Eh bien. Clément le fait si bien que lors de leur première sortie commune en public, Sandra porte une robe rouge décolletée. Linn est ravie de la présence de Clément – elle ne parle pas du tout de son père disparu et ne fait aucune crise de colère parce qu’elle a soudainement perdu l’attention entière de sa mère, bien qu’elle essaie au moins de simuler une blessure à la jambe de façon suffisamment convaincante pour que Sandra l’emmène chez le médecin. Les vêtements de chacun sont très bien repassés. Il y a beaucoup de musique au clavecin en arrière-plan.

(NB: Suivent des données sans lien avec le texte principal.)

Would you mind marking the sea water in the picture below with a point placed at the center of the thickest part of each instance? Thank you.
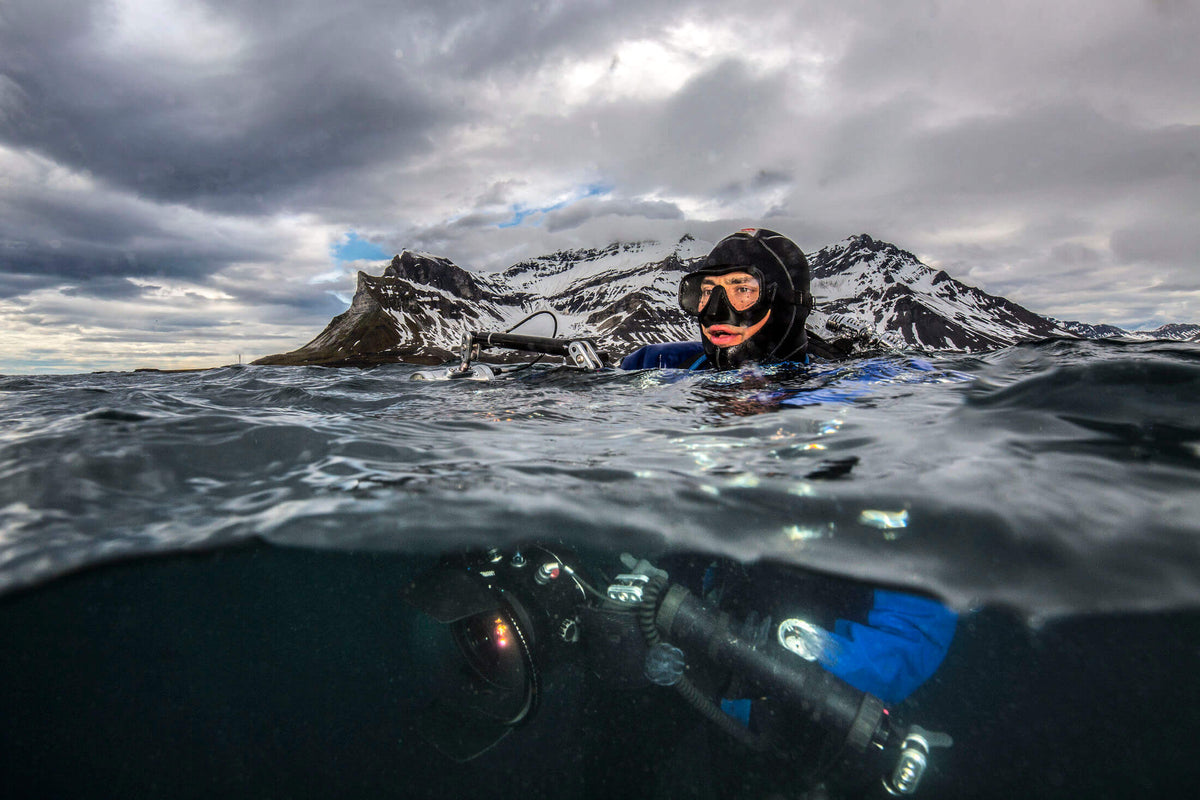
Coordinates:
(201, 572)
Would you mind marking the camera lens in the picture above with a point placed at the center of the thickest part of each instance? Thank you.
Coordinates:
(492, 648)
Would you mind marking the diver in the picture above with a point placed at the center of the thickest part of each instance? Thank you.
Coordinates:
(751, 298)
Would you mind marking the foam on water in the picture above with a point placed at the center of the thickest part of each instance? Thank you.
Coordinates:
(1054, 477)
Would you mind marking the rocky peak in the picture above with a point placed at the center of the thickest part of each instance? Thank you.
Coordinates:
(436, 271)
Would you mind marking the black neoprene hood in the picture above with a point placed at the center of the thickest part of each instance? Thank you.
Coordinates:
(784, 274)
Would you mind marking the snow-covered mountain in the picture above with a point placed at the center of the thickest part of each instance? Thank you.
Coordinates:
(624, 295)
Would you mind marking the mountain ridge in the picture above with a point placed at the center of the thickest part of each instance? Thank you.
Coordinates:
(625, 295)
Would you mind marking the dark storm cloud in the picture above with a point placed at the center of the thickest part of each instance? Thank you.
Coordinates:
(1055, 148)
(297, 103)
(580, 212)
(77, 234)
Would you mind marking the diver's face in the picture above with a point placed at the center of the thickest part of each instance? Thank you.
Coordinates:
(743, 292)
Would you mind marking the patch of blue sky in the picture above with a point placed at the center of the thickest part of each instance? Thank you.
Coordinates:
(522, 212)
(355, 248)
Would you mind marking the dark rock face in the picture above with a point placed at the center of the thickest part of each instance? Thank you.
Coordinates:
(625, 295)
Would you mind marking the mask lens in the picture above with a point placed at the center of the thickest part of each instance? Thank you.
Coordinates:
(742, 287)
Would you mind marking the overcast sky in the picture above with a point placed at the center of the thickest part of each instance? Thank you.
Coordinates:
(185, 181)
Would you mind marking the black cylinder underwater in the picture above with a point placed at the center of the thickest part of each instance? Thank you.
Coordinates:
(820, 697)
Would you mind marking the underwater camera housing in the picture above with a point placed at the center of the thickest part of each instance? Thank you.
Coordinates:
(510, 614)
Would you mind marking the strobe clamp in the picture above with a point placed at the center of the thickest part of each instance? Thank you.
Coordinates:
(913, 761)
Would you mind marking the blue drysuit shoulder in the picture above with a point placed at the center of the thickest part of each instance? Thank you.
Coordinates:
(899, 648)
(671, 355)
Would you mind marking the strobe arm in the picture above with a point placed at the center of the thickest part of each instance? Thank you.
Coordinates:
(576, 352)
(857, 717)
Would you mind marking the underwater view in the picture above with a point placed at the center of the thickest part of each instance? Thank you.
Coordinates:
(256, 582)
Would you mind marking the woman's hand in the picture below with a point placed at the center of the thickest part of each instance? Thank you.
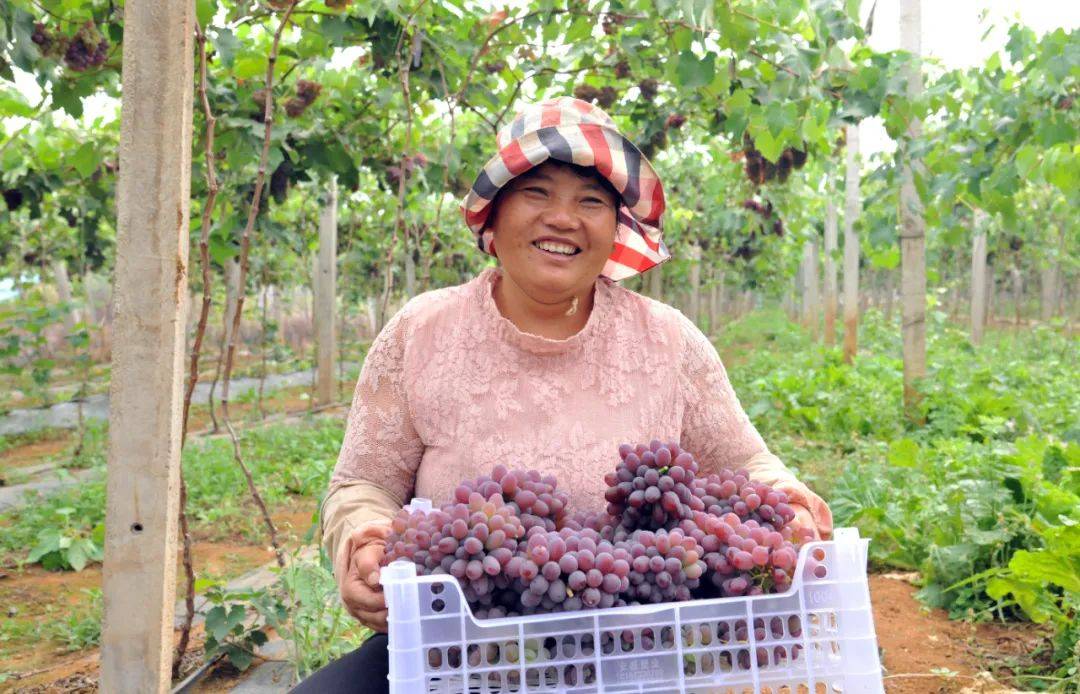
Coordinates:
(361, 592)
(804, 519)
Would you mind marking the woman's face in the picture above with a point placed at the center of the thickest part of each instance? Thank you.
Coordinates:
(554, 231)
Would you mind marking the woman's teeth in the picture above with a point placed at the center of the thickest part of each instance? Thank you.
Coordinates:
(552, 246)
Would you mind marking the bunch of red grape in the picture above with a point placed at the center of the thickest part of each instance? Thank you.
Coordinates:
(669, 534)
(650, 487)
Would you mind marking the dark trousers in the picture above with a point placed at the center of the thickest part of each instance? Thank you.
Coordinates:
(362, 671)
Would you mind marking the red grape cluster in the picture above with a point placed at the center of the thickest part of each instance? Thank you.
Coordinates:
(664, 566)
(472, 541)
(532, 497)
(667, 534)
(649, 488)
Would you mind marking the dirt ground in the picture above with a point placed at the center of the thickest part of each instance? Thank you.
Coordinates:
(923, 652)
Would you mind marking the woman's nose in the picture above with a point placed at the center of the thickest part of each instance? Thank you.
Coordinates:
(561, 215)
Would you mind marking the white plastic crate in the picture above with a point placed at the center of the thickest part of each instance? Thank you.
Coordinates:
(436, 644)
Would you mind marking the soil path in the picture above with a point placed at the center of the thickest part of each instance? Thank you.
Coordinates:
(923, 652)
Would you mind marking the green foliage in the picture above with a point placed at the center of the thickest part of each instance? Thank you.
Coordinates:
(64, 544)
(235, 625)
(81, 627)
(64, 530)
(983, 501)
(318, 627)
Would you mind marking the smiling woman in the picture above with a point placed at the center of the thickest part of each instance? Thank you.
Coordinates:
(544, 363)
(554, 229)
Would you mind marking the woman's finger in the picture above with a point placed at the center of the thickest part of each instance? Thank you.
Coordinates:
(361, 597)
(805, 519)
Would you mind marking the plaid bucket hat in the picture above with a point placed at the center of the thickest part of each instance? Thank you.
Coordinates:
(576, 132)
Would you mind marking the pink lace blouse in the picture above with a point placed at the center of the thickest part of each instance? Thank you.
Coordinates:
(450, 389)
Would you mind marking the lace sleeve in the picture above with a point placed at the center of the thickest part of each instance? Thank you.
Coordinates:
(715, 427)
(380, 443)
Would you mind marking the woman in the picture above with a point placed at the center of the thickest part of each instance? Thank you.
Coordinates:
(542, 363)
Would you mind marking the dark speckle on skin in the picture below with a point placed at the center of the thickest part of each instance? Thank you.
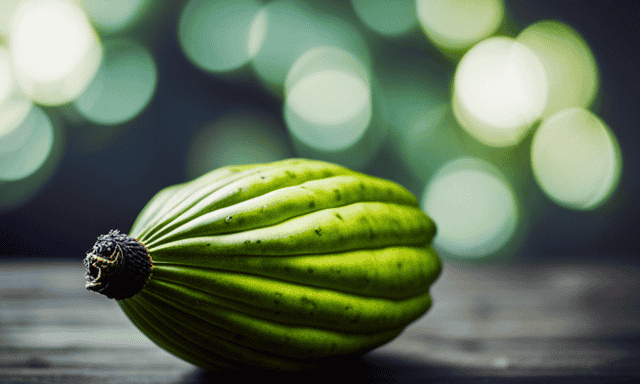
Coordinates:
(338, 194)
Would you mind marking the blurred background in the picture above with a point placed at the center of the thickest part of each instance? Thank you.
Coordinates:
(513, 122)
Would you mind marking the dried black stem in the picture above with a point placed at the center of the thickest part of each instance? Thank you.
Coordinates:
(118, 266)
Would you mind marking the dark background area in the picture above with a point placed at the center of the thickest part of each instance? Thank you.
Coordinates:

Sandra est tellement absorbée par ses sentiments pour Clément qu’elle commence à être un peu mauvaise dans son travail, même si cela n’a pas de conséquences. Alors que Georg passe par plusieurs maisons de retraite légèrement problématiques, les responsabilités accablantes de Sandra consistent à discuter de temps en temps avec sa mère de la bibliothèque de Georg. À un moment donné, elle dit même à Linn qu’elle est plus proche des livres de son père qu’elle ne l’est de lui.

© Les Films Pelleas

Si la scénariste et réalisatrice Mia Hansen-Løve avait un objectif précis à atteindre, elle l’a fait si gentiment qu’elle a perdu toute urgence dramatique. Si elle voulait que nous joignions nos mains et chantions “Le cycle de la vie” alors que Sandra trouve un nouvel amour au moment où son père Georg commence à mourir, l’enjeu devrait être un peu plus important que de savoir qui va recevoir une collection de livres de philosophie (spoiler : une ancienne élève de Georg aborde Sandra dans la rue et lui dit qu’elle serait honorée d’avoir un souvenir de son professeur préféré, et la famille se débarrasse de la plupart des livres).

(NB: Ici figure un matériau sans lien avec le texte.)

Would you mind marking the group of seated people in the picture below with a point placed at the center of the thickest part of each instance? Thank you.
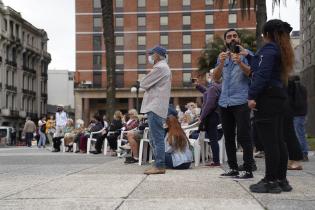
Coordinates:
(177, 152)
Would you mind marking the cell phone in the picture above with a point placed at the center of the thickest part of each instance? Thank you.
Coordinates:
(193, 80)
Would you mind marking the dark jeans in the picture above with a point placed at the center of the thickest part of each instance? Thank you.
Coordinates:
(210, 124)
(169, 163)
(270, 132)
(237, 117)
(29, 137)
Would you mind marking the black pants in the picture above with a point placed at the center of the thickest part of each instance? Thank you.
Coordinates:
(99, 144)
(210, 124)
(237, 117)
(270, 131)
(57, 143)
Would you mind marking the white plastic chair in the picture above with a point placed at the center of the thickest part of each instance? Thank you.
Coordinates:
(91, 139)
(143, 148)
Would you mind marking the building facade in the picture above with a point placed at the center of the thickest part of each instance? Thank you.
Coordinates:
(182, 26)
(307, 46)
(62, 93)
(23, 62)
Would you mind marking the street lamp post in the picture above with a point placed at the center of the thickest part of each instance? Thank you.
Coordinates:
(135, 89)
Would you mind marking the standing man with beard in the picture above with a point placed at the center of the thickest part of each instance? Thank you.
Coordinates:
(235, 72)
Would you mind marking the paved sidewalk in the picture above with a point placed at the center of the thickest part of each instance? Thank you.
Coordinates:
(38, 179)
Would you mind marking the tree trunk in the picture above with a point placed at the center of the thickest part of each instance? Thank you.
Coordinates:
(261, 18)
(109, 39)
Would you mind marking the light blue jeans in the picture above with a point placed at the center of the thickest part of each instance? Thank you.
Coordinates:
(299, 126)
(42, 139)
(156, 135)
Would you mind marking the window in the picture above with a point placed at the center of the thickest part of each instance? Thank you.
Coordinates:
(163, 3)
(164, 39)
(209, 38)
(141, 59)
(186, 20)
(141, 40)
(187, 58)
(187, 39)
(97, 60)
(97, 22)
(209, 2)
(186, 77)
(209, 19)
(141, 3)
(141, 21)
(97, 4)
(186, 2)
(119, 40)
(119, 22)
(119, 3)
(232, 18)
(119, 59)
(97, 42)
(163, 21)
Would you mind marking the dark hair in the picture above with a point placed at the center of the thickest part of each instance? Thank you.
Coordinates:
(231, 29)
(279, 32)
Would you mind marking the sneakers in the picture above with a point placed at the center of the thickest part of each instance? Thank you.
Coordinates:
(264, 186)
(230, 173)
(244, 175)
(284, 185)
(259, 154)
(130, 160)
(125, 147)
(155, 170)
(242, 168)
(212, 164)
(305, 158)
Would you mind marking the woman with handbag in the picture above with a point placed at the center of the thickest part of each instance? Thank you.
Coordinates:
(267, 96)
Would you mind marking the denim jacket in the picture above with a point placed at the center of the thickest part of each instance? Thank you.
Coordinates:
(235, 84)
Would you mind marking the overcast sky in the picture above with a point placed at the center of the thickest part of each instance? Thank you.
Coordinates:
(57, 18)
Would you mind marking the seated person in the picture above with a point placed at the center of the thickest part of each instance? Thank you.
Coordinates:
(134, 138)
(114, 132)
(95, 125)
(69, 136)
(177, 152)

Peut-être est-ce injuste, Mme Hansen-Løve se spécialise dans la description réaliste des petites luttes des petits artistes sans être elle-même une petite artiste, mais ce n’est tout simplement pas très intéressant lorsque le principal obstacle dans la vie de quelqu’un est la femme de quelqu’un d’autre que nous ne voyons jamais. La réalité, bien sûr, c’est que tout ce comportement agréable et cette discussion mature cachent des vérités horribles.

© Les Films Pelleas

Clément trahit sa femme et son enfant chaque fois qu’il passe un après-midi agréable avec Sandra et Linn, Georg est en train de perdre la partie de son corps – son esprit – à laquelle il tenait le plus et il est seul avec des étrangers pendant que cela se produit, la première activité sexuelle de Sandra depuis la mort de son mari la fait passer pour une vierge écervelée au lieu d’une femme financièrement indépendante menant l’une des vies les plus sophistiquées du monde. Pourquoi diable aucun de ces problèmes n’a été amplifié au maximum ? Si Françoise avait insisté pour que Sandra et sa soeur Elodie (une Sarah Le Picard amèrement sous-utilisée) assument les soins, forçant Sandra à passer son temps avec le misérable Georg au lieu du délicieux Clément, nous aurions pu avoir un vrai conflit.

Au lieu de cela, tout est désespérément poli. Même la petite attaque contre La Reine des neiges 2 est légère. Bien que l’on puisse dire ce que l’on veut des films Disney, ils savent ce que cela signifie de perdre ses parents.

Note : 2 sur 5.

Un beau matin au cinéma le 5 octobre 2022.